My charity shop book buys yesterday included two by Michel Faber, an author who had somehow passed beneath my radar until recently.

I've subsequently seen interesting reviews of his 'Victorian' novel, The Crimson Petal and the White, so I am looking forward to reading it in the future. I also bought his first anthology of short stories, Some Rain Must Fall and made a start on some of the stories while Son 2 was in music therapy this morning. The tales seem to be very varied in subject and style and some, although beautifully written, are not perhaps what I would normally read, give that I am not a devotee of science fiction or fantasy. I thought, however, that the title story, which opens the collection, was devastatingly good. You can read it here.
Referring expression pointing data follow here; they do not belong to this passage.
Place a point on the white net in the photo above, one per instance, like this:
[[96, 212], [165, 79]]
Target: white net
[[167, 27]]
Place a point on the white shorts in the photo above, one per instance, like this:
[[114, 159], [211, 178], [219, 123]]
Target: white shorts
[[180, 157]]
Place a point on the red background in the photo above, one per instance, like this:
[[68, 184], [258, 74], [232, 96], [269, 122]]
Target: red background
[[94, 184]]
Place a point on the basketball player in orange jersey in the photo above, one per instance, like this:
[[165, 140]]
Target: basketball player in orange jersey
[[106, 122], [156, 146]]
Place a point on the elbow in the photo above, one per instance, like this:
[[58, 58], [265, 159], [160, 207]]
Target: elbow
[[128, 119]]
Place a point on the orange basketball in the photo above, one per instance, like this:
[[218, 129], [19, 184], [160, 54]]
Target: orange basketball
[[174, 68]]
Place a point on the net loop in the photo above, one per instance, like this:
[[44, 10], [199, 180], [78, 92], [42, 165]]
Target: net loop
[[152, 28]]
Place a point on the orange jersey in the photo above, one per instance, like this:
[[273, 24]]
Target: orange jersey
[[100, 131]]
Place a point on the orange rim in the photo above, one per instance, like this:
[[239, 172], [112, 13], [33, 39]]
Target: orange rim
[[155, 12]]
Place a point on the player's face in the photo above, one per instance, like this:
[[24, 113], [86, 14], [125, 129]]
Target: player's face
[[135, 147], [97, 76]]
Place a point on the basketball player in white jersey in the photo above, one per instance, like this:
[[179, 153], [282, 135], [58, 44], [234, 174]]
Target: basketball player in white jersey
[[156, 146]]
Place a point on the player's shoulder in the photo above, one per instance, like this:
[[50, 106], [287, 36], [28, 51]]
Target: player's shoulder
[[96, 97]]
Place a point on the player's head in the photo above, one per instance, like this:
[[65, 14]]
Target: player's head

Other stories by Michel Faber which can be found online include The Safehouse, shortlisted for the National Short Story Prize 2006 and Fish, which is also in the volume I am reading.


Jan said...

I think I mentioned ages ago that I was reading " Digging to America" ( Anne Tyler)
I've now finisghed and can SO recommend it.
It's a wonderful painting of families ( relationships, love, affection, anxieties, problems, inlaws, outlaws, celebrations, the whole caboodle...)
It's also a superb social/cultural commentary.

Jackie Luben said...

I've just been reading a bit of blog catching up, Cathy, and was interested in your nurture/nature discussion. Coincidentally, I was going to write today about the bits of myself which I see in my granddaughters. It's a subject I find very interesting. When I did the Social Science Foundation Course with OU, I declared at one point that there could be no doubt that that it must be about half and half. My tutor, who was excellent in most respects, looked at me quite disapprovingly and said, 'What makes you think that?' I knew he disagreed and thought that the way children behaved was all as a result of nurture and that what I was saying was not PC. Nevertheless my feeling was that just as a child might be well built because he ate well, there would be a genetic factor allowing him to grow to a particular size in addition, so this would apply in behavioural and personality terms as well. Now my children are adults I remain convinced of that.

Cathy said...

Jan...I've just bought the Anne Tyler and added it to my unread book mountain...

Jackie...I think I would agree with your theory of nature and nurture being equally important.Of course OU tutors can't always be right!